Chapter 12: Another Brick in the Wall
All in all it's just another brick in the wall,
All in all you're just another brick in the wall.
Danny led Flack to his apartment, tossed his keys into the bowl on top of the TV, and grabbed a couple of beers from the kitchen. By the time he was back in the living room, Flack was slumped on the couch with his feet on the coffee table, tie loosened, head tipped back. He accepted the beer and sighed after the first long pull.
Danny looked at him carefully. He had only been back at work a few weeks, and Danny could see that the long hours were once again taking a toll. For a moment, Danny wondered what it would be like to have friends who were bank clerks or video equipment salesmen: people whose faces you did not spend every day searching for signs of exhaustion and despair. No, he realized with a shake of his head, he couldn't even imagine it.
Flack opened his eyes self-consciously. He could feel Danny staring, and knew he'd better get on with this, or he'd end up just falling asleep right here on the couch. He'd slept in worse places, but he'd rather go home to a proper bed. "Well," he thought, with a gleam of humour, "let's try this 'talking' thing."
"So," he said, "What's going on with you."

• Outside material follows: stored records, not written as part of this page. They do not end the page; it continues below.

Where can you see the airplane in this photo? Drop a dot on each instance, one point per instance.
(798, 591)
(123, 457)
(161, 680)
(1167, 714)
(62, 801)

Danny looked up in surprise. As soon as Flack had opened his eyes, Danny had looked away, and got his little "great – congrats – yadda-yadda" speech in order. He hadn't been prepared for a question about himself.
"Oh, you know," he shrugged. "Work is pretty intense, so I'm spending a lot of time there. Then I'm still going to see Louie whenever I can …"
"Yeah, I know that. I meant what's really going on with you, Danny?"
Flack never called him Danny: it was always Messer when it wasn't something ruder. Danny closed his eyes against the need to just let all the pain and anger come pouring out. No way was that going to happen.
"Hey, you tell me?" Danny decided he better turn this around. "Where were you for dinner tonight?" He grinned as the detective flushed. "A little hot under the collar, there, Flack?"
Flack swore under his breath. He looked straight into Danny' face and said quietly, "Stella and me, we've been getting close. I'd like us to get closer."
"There," thought Danny, "That's what he came for. Now do the nice thing, and he'll leave." He opened his mouth, but didn't get the first words of congratulations out before Flack continued.
"Sort of like you and Lindsay before the undercover. What happened?"
Danny took a long pull at his beer, before setting it down and starting to pace around his small living room. "I don't really want to talk about this."
Flack nodded, "I know."
Danny relaxed fractionally.
"So what happened?" Flack was using his interrogation voice, and Danny recognized the implacability with which Flack could continue to pick away at a suspect. As much as Danny did not appreciate being put in this position, he knew Flack well enough to give him something. Otherwise he may never get him out the apartment.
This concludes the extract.